Économie
L’île où le bâtiment vacille, neuf patrons sur dix angoissés
En Guadeloupe, 91% des chefs d’entreprise du BTP redoutent l’avenir. Entre commandes publiques en chute libre et coûts qui flambent, le secteur vit une…
En Guadeloupe, 91% des chefs d’entreprise du BTP redoutent l’avenir. Entre commandes publiques en chute libre et coûts qui flambent, le secteur vit une crise inédite.
Le chiffre est tombé comme un couperet. Neuf dirigeants du bâtiment sur dix se disent inquiets pour la survie de leur boîte. Un sondage récent le confirme et les acteurs du terrain ne mâchent pas leurs mots. L’un d’eux confie que quand les professionnels commencent à évoquer le suicide, c’est qu’un cap a été franchi. Le chiffre d’affaires du secteur a déjà reculé de près de 10% en 2025. L’activité tourne au ralenti depuis 2022, étranglée par une commande publique qui se tarit. L’argent des collectivités, qui fait vivre les chantiers de l’archipel, se fait de plus en plus rare. Entre fin 2024 et fin 2025, à peine 331 appels d’offres ont été publiés, contre 501 un an plus tôt. Pire, moins d’un marché sur dix trouve preneur. Un cercle vicieux s’installe, les budgets prévus ne suivent jamais la contraction du marché.
Les difficultés ne s’arrêtent pas là. Tout ou presque s’importe dans les outre-mer, y compris les matériaux de construction. Un nouveau mécanisme européen, entré en vigueur en janvier, taxe les produits à forte empreinte carbone importés. Résultat, le ciment perd 8% de compétitivité, et les professionnels craignent des hausses exponentielles. Par ailleurs, la principale carrière de granulats de l’île, à Deshaies, est fermée depuis décembre 2024 à la suite d’un glissement de terrain. L’entretien des routes est au point mort depuis 18 mois, et importer des granulats coûte désormais deux fois plus cher. À cela s’ajoute une réforme à venir du recyclage des déchets du bâtiment, prévue pour 2027. Beaucoup d’entreprises peinent déjà à honorer leurs charges sociales et fiscales, condition pourtant indispensable pour décrocher de nouveaux marchés.

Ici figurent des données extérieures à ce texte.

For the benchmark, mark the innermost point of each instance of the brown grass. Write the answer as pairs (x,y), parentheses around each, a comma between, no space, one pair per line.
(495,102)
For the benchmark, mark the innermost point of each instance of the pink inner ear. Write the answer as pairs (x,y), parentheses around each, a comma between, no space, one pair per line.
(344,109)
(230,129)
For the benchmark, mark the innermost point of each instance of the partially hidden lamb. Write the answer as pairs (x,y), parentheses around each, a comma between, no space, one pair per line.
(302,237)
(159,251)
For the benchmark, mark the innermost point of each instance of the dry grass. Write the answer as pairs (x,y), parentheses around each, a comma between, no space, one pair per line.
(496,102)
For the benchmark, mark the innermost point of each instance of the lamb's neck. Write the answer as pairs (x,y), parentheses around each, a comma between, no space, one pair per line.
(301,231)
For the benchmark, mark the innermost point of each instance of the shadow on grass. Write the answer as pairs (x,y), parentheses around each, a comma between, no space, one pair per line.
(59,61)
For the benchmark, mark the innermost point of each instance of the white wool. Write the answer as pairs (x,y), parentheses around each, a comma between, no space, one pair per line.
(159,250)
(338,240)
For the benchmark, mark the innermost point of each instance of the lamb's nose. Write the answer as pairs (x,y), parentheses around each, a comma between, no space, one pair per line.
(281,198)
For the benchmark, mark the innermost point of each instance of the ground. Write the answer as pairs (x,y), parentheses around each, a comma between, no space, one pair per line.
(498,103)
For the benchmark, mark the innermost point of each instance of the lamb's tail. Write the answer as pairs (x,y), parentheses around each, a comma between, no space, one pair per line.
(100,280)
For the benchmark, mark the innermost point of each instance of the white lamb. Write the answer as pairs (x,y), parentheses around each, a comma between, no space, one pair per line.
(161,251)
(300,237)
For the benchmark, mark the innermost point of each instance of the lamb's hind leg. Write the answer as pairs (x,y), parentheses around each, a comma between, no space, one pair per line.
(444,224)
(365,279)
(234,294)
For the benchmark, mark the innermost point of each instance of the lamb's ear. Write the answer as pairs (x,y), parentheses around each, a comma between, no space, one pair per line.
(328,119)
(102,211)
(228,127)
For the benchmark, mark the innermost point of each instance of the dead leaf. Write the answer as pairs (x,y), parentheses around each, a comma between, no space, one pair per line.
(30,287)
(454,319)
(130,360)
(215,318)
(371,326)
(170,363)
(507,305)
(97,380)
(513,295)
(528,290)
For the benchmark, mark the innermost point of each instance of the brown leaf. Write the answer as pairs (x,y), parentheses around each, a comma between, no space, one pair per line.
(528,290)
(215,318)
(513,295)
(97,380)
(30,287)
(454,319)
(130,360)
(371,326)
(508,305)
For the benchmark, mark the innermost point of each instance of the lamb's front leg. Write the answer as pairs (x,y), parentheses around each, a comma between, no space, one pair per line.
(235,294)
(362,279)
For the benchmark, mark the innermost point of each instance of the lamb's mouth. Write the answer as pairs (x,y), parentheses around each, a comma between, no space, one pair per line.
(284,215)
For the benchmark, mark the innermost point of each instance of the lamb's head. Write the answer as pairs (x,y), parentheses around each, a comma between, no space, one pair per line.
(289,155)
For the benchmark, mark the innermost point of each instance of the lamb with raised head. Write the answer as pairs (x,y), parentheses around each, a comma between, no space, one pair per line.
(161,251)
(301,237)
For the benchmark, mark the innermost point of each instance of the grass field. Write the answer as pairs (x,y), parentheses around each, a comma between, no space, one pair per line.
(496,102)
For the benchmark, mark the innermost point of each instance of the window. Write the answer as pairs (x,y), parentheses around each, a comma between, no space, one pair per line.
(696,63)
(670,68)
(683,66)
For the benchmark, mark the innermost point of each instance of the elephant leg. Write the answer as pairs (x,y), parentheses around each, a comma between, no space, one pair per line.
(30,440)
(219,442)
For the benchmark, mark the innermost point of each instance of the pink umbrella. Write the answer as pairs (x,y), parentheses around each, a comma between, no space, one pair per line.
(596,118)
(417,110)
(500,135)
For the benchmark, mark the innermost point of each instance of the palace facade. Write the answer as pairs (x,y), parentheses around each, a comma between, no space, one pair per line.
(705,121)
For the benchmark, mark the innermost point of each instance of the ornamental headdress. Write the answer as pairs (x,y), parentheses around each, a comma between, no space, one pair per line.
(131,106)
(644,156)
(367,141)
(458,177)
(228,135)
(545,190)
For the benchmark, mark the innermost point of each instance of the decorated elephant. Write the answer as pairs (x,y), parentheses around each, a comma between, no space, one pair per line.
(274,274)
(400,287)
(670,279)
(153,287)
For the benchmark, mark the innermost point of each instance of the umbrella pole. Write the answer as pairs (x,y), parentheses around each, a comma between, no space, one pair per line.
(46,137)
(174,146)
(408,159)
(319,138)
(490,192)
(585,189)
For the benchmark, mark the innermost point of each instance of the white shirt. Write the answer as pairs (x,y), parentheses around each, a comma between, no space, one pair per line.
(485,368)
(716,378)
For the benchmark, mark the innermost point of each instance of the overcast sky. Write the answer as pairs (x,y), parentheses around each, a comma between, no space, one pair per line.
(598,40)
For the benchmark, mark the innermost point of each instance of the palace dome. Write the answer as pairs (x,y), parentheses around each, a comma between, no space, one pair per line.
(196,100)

Et quand un chantier parvient enfin à se concrétiser, un dernier obstacle l’attend. Les délais de paiement des collectivités s’étirent sur des mois. Cela asphyxie les trésoreries et pèse sur toute l’économie locale. Les banques, elles, se montrent réticentes à financer les entreprises du secteur. Quelques projets d’hôtels de luxe sont annoncés, mais ils ne suffisent pas à redonner espoir. La rénovation apparaît comme une piste, mais les normes environnementales et la loi contre l’artificialisation des sols alourdissent les factures. Le bâtiment guadeloupéen cherche une issue, mais chaque porte semble se refermer.